The financial costs of the Flood/Mahon and Moriarty tribunals are only now emerging and they are expected to greatly exceed earlier estimates. An overall figure of €400 million has been mentioned, with third-party legal costs likely to surpass €100 million. Certain charges will be justified, even as legal bills are successfully challenged. That winnowing process is to be welcomed at a time of continuing austerity and financial crises. If public confidence is to be restored in traditional forms of authority, however, it is vital that those individuals who engaged in, or attempted to conceal, corrupt practices should not escape censure.

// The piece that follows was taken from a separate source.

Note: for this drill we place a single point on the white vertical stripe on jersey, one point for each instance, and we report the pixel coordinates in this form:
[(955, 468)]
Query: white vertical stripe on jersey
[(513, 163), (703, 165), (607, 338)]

Under the Tribunal of Inquiry Act, legal costs may be withheld where there is evidence of “non-co-operation” on behalf of a witness. It is also an offence for a witness to give evidence they know to be false or do not believe to be true. A criminal prosecution in the latter case would require a Garda investigation and proof “beyond a reasonable doubt”. Such prosecutions have not arisen. Findings of corruption against two directors of Joseph Murphy Structural Engineers by the Flood tribunal did, however, lead to them being refused their legal costs on the grounds they had “obstructed and hindered” the tribunal.
An appeal to the Supreme Court against this decision was successful on the grounds that hindering and obstructing was a criminal offence over which the tribunal had no authority. The withholding of costs should not have been linked to findings of corruption, the court found, and the directors should have been given notice of the intended ruling. The judges did not say what would constitute “non-cooperation”.
Two years have passed since that judgment was delivered. Tribunals have had adequate notice of what is now required in terms of procedure and evidence of “non-co-operation” if legal costs are to be successfully withheld from those wealthy individuals they found to be corrupt. The prospect of criminal prosecutions being initiated appears remote. Great damage was done to Ireland’s international reputation and to public confidence in business and politics during the long years of tribunal investigations. The withholding of legal costs from those at the heart of that carnival of sleaze would represent a minimal penalty.